Exercise guide
Lever Lying Chest Press Plate Loaded
- Beginner
- Compound
- Rep-based
- Chest
- Shoulders
- Upper arms
- Waist
This machine-based compound movement allows for heavy loading and targeted pectoral development by providing a stable, fixed path of motion. It minimizes the need for stabilizer muscles, making it ideal for safely pushing the chest and triceps to failure.
Reviewed by the Crucible team · Updated June 2026
Muscles worked
Setup
- Load the desired weight plates onto the machine's horns equally on both sides.
- Lie flat on the bench with your feet planted firmly on the floor to create a stable base.
- Position your body so the handles are aligned with your mid-to-lower chest level.
- Grasp the handles with a full overhand grip, slightly wider than shoulder-width apart.
How to do it
- Exhale and press the handles upward by extending your arms, focusing on driving the weight away using your chest muscles.

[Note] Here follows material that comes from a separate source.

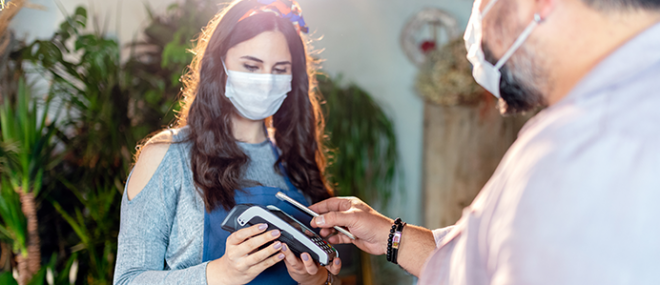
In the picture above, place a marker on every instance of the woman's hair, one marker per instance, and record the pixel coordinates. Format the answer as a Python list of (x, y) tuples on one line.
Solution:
[(217, 161)]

- Push until your arms are nearly straight, but stop just short of locking out your elbows to maintain tension.
- Inhale and slowly lower the handles back toward your chest with a controlled 2-3 second tempo.
- Lower the weight until you feel a comfortable stretch in your pectorals before starting the next repetition.
Form checklist
- Keep your shoulder blades retracted and pressed firmly into the bench throughout the set.
- Maintain a slight, natural arch in your lower back while keeping your glutes in contact with the bench.
- Ensure your elbows stay tucked at a 45 to 70-degree angle from your torso rather than flaring out wide.
- Keep your wrists neutral and stacked directly over your elbows to prevent joint strain.
Pro tips
- Focus on the mind-muscle connection by imagining you are trying to touch your biceps together at the top of the press.
- Pause for one second at the bottom of the movement to eliminate momentum and maximize fiber recruitment.
Make it harder
- Perform '1.5 reps' by lowering to the bottom, pressing halfway up, lowering again, and then pressing to full extension.
- Slow down the eccentric (lowering) phase to 4-5 seconds to increase time under tension.
Frequently asked
- What muscles does the lever lying chest press plate loaded work?
- The lever lying chest press plate loaded primarily targets the pectorals, and also works the abs and serratus anterior as secondary muscles.
- What equipment do you need for the lever lying chest press plate loaded?
- The lever lying chest press plate loaded uses leverage machine.
- Is the lever lying chest press plate loaded good for beginners?
- Yes. The lever lying chest press plate loaded is a beginner-friendly movement and a strong foundation to build on.